Dr. Djoghlaf said: “The objective of the UN Convention
on Biodiversity lined up in the 1992 meeting has not been achieved
because there is not a single country that complied with the
treaty obligations to address the loss of biodiversity.”
Dr. Rodrigo Fuentes, executive director of the Asean Centre
for Biodiversity, said commitments of the regional bloc to
address biodiversity loss is crucial because three of the 17
megadiverse countries (nations rich in biodiversity) are Asean
members Philippines, Malaysia and Indonesia.
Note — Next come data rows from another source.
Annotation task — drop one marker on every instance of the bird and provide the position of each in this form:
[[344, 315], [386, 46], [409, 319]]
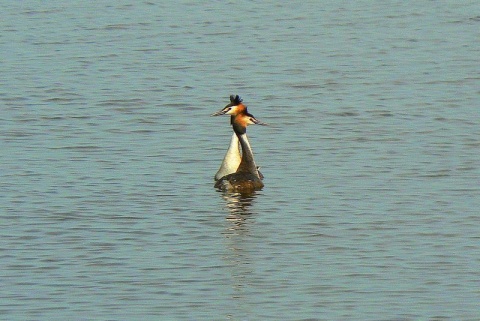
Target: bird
[[246, 177]]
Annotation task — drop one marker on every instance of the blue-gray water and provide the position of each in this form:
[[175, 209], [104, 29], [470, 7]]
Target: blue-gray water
[[370, 209]]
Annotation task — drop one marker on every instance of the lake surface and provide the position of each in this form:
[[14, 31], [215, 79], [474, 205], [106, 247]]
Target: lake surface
[[370, 209]]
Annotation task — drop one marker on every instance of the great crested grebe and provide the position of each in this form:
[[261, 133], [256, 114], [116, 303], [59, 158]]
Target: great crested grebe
[[246, 177], [232, 159]]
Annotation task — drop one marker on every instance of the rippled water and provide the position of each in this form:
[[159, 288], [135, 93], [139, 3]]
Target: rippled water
[[370, 205]]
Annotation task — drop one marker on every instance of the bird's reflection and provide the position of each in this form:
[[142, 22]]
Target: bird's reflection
[[239, 211], [239, 244]]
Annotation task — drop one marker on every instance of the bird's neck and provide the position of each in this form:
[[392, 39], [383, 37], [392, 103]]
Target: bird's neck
[[248, 163]]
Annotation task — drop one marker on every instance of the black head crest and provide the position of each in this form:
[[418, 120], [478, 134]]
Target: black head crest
[[235, 100]]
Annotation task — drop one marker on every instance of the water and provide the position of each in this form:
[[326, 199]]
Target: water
[[370, 205]]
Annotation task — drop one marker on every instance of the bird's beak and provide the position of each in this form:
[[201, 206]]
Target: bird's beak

The Asean region, however, “has seven of the world’s
25 recognized biodiversity hotspots,” or countries with
critical losses in biodiversity.
Fuentes told the forum that Indonesia, Malaysia and the Philippines
are part of the Coral Triangle which is home of the world’s
most critical reef-building corals.
“(But) 80 percent of Southeast Asia’s coral reefs
are at risk due to destructive fishing practices and coral
bleaching,” he warned.
He listed deforestation as the top cause of massive biodiversity
loss, with over 10 million hectares in the region being lost
to forest fires from 1997-2006.
Fuentes said unsustainable logging practices and shifting
cultivation and agricultural expansion have also contributed
to the loss of biodiversity in the Asean.
Asean groups the Philippines, Indonesia, Malaysia, Thailand,
Brunei, Vietnam, Laos, Cambodia, Singapore and Burma/Myanmar.